Level 3 blames Internet slowdowns on ISPs’ refusal to upgrade networks | Ars Technica

Blake Hudson blake at ispn.net
Thu Mar 20 16:34:06 UTC 2014


Mark Tinka wrote the following on 3/20/2014 11:05 AM:
> On Thursday, March 20, 2014 04:18:59 PM Patrick W. Gilmore
> wrote:
>
>> "The market" can only "work around" things if there is a
>> functioning market. Monopolies are not a functioning
>> market.
> When did we ever have a "functioning market", even in
> markets that are considered "liberalized" :-)?
>
> It is what it is - it's just less bad in some places than
> others.
>
>> There will be a solution - in fact, there is today.
>> Doesn't mean it is optimal.
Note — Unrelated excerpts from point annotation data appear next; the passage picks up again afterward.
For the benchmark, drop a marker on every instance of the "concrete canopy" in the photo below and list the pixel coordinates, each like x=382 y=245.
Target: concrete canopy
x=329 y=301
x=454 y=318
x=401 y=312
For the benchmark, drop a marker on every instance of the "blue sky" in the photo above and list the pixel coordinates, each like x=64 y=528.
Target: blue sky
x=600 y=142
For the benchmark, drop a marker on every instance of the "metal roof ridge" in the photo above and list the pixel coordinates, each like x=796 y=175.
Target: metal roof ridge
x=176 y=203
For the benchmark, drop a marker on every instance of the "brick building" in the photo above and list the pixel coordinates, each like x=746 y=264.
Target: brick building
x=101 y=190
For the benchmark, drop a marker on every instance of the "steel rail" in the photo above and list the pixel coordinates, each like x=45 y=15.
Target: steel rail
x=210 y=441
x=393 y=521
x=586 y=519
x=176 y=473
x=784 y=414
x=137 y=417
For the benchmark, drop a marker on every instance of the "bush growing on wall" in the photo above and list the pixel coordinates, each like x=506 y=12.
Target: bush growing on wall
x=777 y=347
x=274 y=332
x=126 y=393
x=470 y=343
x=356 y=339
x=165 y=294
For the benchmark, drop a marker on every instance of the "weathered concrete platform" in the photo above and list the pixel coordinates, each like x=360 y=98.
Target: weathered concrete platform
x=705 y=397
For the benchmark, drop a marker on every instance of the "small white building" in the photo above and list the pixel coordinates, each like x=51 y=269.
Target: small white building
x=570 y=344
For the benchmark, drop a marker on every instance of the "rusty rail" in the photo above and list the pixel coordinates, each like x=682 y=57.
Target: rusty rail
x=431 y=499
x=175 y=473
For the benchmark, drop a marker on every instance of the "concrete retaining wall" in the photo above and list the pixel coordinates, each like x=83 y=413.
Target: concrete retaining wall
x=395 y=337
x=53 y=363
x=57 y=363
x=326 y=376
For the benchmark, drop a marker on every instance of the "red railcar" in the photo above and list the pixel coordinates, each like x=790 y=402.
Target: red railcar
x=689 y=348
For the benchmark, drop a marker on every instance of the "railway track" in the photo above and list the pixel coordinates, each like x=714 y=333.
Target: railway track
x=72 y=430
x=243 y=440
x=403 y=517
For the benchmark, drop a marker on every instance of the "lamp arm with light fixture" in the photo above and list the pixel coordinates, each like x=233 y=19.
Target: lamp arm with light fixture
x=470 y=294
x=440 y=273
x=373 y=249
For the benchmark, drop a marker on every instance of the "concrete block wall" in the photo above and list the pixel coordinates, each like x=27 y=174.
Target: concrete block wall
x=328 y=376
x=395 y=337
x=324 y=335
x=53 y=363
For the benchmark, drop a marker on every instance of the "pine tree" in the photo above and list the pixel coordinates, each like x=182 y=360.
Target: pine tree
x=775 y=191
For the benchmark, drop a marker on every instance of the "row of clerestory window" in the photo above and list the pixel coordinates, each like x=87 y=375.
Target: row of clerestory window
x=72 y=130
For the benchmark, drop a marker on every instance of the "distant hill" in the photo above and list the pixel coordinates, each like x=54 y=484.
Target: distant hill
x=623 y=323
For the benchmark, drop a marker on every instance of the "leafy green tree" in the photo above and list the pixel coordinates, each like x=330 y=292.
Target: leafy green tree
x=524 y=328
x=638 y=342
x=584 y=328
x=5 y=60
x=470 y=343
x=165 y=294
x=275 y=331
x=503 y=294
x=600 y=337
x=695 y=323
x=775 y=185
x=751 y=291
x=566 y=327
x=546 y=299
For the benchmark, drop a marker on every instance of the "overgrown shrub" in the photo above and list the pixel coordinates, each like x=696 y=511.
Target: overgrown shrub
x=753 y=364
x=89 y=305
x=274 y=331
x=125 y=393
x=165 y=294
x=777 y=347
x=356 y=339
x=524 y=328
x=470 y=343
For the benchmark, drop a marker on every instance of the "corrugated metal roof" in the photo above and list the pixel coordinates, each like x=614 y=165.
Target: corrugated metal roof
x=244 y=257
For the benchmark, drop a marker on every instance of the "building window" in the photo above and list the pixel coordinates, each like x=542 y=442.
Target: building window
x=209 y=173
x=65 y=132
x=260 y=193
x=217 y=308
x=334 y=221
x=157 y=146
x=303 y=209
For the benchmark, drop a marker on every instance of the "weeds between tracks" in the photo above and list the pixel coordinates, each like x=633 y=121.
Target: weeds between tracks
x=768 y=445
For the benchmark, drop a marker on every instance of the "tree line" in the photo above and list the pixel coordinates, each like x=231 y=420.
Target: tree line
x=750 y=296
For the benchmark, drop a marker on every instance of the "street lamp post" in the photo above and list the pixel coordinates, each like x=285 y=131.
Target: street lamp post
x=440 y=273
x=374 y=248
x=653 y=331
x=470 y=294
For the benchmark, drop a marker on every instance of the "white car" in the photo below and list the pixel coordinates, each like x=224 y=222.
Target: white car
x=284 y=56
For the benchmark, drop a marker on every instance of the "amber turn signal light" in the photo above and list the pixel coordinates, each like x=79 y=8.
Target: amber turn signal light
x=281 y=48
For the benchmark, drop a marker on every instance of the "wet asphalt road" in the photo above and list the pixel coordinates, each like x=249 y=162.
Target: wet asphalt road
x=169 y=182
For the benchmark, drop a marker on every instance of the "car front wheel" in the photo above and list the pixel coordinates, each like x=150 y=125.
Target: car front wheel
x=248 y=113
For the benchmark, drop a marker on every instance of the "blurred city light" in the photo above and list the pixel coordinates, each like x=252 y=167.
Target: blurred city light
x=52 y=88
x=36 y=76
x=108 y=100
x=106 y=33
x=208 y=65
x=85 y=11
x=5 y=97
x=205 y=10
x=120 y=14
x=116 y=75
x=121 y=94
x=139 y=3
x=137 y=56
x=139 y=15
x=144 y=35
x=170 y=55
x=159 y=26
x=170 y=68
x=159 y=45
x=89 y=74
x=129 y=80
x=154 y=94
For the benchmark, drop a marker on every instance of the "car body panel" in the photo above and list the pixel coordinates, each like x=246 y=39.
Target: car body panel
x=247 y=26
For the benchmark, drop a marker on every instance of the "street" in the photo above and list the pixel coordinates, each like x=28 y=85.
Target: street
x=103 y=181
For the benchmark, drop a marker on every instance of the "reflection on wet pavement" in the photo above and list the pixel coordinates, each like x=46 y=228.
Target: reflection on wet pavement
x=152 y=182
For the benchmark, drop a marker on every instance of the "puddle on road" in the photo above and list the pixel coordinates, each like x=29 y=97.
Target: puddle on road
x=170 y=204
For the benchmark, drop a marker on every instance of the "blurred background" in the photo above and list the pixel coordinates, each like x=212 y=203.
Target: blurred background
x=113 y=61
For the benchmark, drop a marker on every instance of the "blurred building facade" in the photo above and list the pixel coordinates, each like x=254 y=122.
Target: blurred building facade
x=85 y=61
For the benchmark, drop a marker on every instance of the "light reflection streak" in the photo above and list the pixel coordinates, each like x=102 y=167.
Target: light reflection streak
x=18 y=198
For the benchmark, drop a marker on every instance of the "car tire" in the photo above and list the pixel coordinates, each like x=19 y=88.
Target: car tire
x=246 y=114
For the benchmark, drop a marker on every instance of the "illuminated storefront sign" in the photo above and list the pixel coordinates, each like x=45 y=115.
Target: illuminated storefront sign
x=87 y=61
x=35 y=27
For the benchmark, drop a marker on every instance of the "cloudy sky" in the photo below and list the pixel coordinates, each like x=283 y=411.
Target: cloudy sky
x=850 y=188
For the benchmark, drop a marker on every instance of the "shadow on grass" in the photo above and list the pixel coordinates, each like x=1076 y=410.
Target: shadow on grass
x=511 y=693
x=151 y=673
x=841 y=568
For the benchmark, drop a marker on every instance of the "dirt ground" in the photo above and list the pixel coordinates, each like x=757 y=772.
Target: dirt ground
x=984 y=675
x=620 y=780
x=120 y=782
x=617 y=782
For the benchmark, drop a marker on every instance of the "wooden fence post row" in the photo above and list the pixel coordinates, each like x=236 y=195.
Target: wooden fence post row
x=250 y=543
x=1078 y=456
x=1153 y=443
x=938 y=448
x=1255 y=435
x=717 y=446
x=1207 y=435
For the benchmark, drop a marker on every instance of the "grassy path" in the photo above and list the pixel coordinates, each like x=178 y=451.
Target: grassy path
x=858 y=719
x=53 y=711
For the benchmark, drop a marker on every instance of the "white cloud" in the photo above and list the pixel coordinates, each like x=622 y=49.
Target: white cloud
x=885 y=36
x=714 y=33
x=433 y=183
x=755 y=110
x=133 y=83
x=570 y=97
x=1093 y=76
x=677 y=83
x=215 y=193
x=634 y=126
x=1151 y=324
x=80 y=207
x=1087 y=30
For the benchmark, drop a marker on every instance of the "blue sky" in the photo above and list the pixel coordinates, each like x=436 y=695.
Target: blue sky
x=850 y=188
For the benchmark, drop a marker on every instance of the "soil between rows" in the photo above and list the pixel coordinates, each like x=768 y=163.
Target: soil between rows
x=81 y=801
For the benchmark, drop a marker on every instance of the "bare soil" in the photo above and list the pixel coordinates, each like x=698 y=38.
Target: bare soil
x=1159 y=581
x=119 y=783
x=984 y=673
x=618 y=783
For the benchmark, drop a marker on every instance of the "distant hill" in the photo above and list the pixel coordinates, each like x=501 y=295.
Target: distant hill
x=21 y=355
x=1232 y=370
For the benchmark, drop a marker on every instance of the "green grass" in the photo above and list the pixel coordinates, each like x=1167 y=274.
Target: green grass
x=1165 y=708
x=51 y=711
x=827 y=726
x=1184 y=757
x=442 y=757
In fact, in the presence of
>> a monopoly, it is pretty much guaranteed to be
>> sub-optimal.
> Aye.
>
> Mark.
It sounds like we're all in agreement that the underlying issue is that 
some businesses enjoying a monopoly are allowed to design networks for 
the use case of yesteryear and do not have the market pressure forcing 
them to provide the use case of today's (or the future's) subscribers. 
The solution seems to be competition or regulation. The current 
administration supplied over $7 billion in loans and grants 
(http://www.wired.com/business/2011/07/rural-fiber-internet/) for 
internet providers to provide high speed last mile services as part of a 
Federal stimulus package. This type of encouragement in infrastructure 
and competition seem much better, to me, than regulation formed to to 
nanny and punish folks that run their business unfairly. I understand 
that Comcast, as an example, has a fiduciary duty to its stock holders 
to make the best return possible. But I would think its recent actions 
would likely fall foul to basic consumer protection regulation (failing 
to provide the goods or services it sold). All of Comcast's customers 
could file a complaint with the BBB, but it probably wouldn't be 
productive because many of them have no other choice for high speed 
internet service.

As consumers, we may also have to accept that cheap internet access 
prices were based on the usage case of yesteryear. If we use internet 
services twice as often today, we may need to pay twice as much as we 
did yesterday. If we, as consumers, have options, but are choosing to 
pay for the the bare minimum option, we may as well expect the bare 
minimum service (which apparently is not very much). As long as we have 
options, which today is not always true, I think the market will 
function. This why events like the Comcast/TWC merger are troubling to 
me. Because it means we are going in the wrong direction, back towards 
monopoly. Our efforts, at present, are probably best spent encouraging 
competition and fairness. As a consumer and professional, I sincerely 
hope that the FCC continues on its trend to support net neutrality 
because I believe it encourages both competition and fairness.